Baldwin swung open the door and looked inside. All the shelves, from front to back, were lined with hundreds of cans of Coca-Cola Classic. Four unopened cases were piled on tip of the fridge. Williams then told Baldwin, “I said to myself back then, ‘Someday I’m going to have all the Coca-Cola I want.’ “

Go Heels.


meet me in…


I’m going to say a word about superstitions, because anyone who follows sports – or this blog – knows that there is a game tonight that is quite possibly the biggest possible game in my emotional psyche. I’ll tell you how superstitious I am: I won’t even mention the contest, because the last time I did that on here, we lost to fucking Dook.

My obsessive-compulsive disorder threatened to derail my existence as a tiny tot. By age 5, I’d already categorized all the single-digit numbers in terms of personality, and used them all day to satisfy some bizarre trains of thought. In my head:

1 = alone

2 = love

3 = erased the last bad thing

4 = luck

5 = bad luck

6 = bad luck for others

7 = good luck for others

8 = saving grace meant for rare usage

9 = erased the last whole cadre of things

What does this mean? It meant that if I thought I’d said the wrong thing, I’d knock on something hard three times. If I wanted someone to win a contest, I’d close my eyes and look at them – without their knowledge – seven times. It got so bad that one day, in the mirror, I saw four lines drawn on my forehead. I soon deduced that I had parted my hair, but in a desire to be lucky, I did it four times while holding a felt-tip marker.

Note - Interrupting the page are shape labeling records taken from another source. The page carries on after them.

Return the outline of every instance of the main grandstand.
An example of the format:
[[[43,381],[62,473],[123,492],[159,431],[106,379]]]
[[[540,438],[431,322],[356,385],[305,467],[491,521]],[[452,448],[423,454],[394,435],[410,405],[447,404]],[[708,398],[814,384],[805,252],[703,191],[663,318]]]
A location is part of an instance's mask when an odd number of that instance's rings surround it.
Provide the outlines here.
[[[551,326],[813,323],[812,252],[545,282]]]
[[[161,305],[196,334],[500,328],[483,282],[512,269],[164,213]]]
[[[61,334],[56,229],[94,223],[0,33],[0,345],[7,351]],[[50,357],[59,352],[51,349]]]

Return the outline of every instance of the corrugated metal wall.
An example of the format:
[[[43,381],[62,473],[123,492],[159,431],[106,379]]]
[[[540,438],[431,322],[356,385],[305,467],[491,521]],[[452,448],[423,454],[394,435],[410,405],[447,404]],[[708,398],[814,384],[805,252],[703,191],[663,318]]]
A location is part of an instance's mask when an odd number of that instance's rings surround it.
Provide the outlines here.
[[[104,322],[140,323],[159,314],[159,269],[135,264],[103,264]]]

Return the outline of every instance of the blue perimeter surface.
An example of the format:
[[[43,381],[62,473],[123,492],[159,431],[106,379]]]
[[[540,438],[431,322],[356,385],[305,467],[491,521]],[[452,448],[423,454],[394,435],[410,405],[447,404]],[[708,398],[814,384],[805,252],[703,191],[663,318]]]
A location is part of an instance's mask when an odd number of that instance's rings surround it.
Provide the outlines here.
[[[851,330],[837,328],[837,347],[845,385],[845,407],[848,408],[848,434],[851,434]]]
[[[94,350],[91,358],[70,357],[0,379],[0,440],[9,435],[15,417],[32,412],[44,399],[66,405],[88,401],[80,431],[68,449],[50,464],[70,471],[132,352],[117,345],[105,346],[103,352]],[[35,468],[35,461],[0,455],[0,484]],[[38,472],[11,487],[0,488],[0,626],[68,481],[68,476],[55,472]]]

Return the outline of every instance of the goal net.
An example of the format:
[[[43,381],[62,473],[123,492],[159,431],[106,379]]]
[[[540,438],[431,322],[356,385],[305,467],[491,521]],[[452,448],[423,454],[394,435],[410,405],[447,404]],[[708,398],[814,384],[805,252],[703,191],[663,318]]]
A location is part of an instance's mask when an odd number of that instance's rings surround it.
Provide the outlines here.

And that day, I decided it was over. No more of this obsessive-compulsive shit. I may have been crazy, but I had my vanity to consider. I was already in junior high.

Still, the numbers meme creeps into my life every once in a while. On a bad subway trip, I’ll catch myself doing some bizarre combination of the numbers above to assuage my worries. But falling in love with my college team provided a new outlet for all kinds of crazy obsessive superstition and ritual. I already mentioned the turtleneck I’ve worn to Dook games for fifteen years, but that’s just the tip of the psycho-sartorial iceberg. There’s all kinds of shit I’ve pulled in the last three weeks to get my team where it is now, weird combinations of sitting, undergarments, food and phone calls that recall a night 12 years ago.

I know it’s stupid, it’s “magical thinking” (which my shrink has been trying to get me to drop for years), I know I waste so much mental energy on this, even while I’m preparing for impending fatherhood. But if you don’t really, really, REALLY CARE about something irrational, then your life doesn’t have much meaning. Some people have church, some count beads on their glow-in-the-dark rosary, others form a wiccan circle and pour their menses into the earth.

I, and the rest of you who feel the same, have tonight.